Di scenari meteo climatici potrebbero essercene diversi. Ad esempio le perturbazioni atlantiche, così come sta accadendo proprio in questo periodo. Ricordiamoci che l’Atlantico è l’attore principale del tempo europeo, quindi anche del Mediterraneo. Sicuramente lo è di più in Autunno, allorquando il flusso zonale – complice il Vortice Polare in rinforzo – scende di latitudine.
Lo è meno in Primavera, idem in Inverno, ma può succedere che anche nei mesi pienamente invernali si palesino peggioramenti oceanici. Quindi sì, è uno scenario assolutamente plausibile anche a febbraio.

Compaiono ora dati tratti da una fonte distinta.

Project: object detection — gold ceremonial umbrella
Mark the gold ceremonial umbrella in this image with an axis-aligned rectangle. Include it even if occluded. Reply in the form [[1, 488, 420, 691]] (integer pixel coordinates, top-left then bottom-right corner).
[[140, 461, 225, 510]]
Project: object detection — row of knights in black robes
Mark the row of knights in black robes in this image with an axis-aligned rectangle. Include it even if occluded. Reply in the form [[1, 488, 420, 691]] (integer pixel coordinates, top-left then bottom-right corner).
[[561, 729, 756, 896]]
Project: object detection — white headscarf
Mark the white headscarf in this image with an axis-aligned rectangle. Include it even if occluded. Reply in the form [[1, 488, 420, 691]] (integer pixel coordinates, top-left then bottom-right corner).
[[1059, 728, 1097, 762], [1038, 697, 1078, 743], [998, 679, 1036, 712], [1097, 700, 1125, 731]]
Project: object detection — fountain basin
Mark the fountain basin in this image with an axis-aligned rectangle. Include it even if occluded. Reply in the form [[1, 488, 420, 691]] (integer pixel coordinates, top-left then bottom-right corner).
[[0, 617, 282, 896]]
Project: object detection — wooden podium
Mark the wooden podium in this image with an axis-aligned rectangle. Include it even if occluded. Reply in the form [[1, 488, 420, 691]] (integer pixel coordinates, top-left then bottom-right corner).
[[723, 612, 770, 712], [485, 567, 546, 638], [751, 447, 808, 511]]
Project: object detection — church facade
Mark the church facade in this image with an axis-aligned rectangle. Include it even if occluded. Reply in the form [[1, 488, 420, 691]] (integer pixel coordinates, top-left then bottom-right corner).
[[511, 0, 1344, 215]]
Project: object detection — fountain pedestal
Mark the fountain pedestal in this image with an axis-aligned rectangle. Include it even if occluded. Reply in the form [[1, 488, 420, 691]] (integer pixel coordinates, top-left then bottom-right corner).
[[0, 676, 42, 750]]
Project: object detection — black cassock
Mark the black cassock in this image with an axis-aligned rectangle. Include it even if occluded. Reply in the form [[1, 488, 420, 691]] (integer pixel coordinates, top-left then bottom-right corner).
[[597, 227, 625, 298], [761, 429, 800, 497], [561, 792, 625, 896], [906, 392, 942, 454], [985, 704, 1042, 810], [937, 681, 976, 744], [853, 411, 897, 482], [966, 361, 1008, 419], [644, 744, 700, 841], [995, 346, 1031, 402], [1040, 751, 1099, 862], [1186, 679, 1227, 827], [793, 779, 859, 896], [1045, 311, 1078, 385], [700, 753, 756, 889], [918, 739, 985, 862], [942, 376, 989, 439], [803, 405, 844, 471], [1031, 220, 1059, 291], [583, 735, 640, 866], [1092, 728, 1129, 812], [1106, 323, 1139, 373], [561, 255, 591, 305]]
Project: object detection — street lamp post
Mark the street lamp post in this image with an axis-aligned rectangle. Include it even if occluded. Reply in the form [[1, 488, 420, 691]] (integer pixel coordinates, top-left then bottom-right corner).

Febbraio che però, statistiche alla mano, qui da noi – più in generale sul Mediterraneo – è il mese più invernale di tutti. Eh già, il freddo è serio e quando ci si mette è capace di portarci irruzioni da evento d’altri tempi. Non capita di frequente, sappiamo che i tempi di ritorno sono di un certo tipo, ma gli eventi gelidi sono tipici del prossimo mese.
E poi c’è lui, lo scenario anticiclonico, quello che però rappresenterebbe un’anomalia non di poco conto. Ecco, questo teoricamente dovrebbe essere il meno probabile ma nel corso degli ultimi anni – per non dire decenni – è evidente che qualcosa sia cambiato. O comunque che qualcosa sia inceppato. Ed ecco che lo scenario anticiclonico spesso e volentieri è quello capace di prendere il sopravvento.
E’ giusto sperare che non sia così anche quest’anno, perché andrebbe a confermare quella forte presenza anticiclonica africana che spesse volte a ridotto a brandelli le speranze di un Inverno normale. Presenza che, carte alla mano, non dovrebbe rappresentare un problema stringente, diciamo imminente. Questa, permetteteci di evidenziarlo, è certamente un’ottima notizia.
Quindi, per farla breve, Febbraio può avere tanti connotati meteo climatici ed è una peculiarità delle nostre latitudini, laddove la dinamicità atmosferica è senz’altro più marcata che in altre parti d’Europa.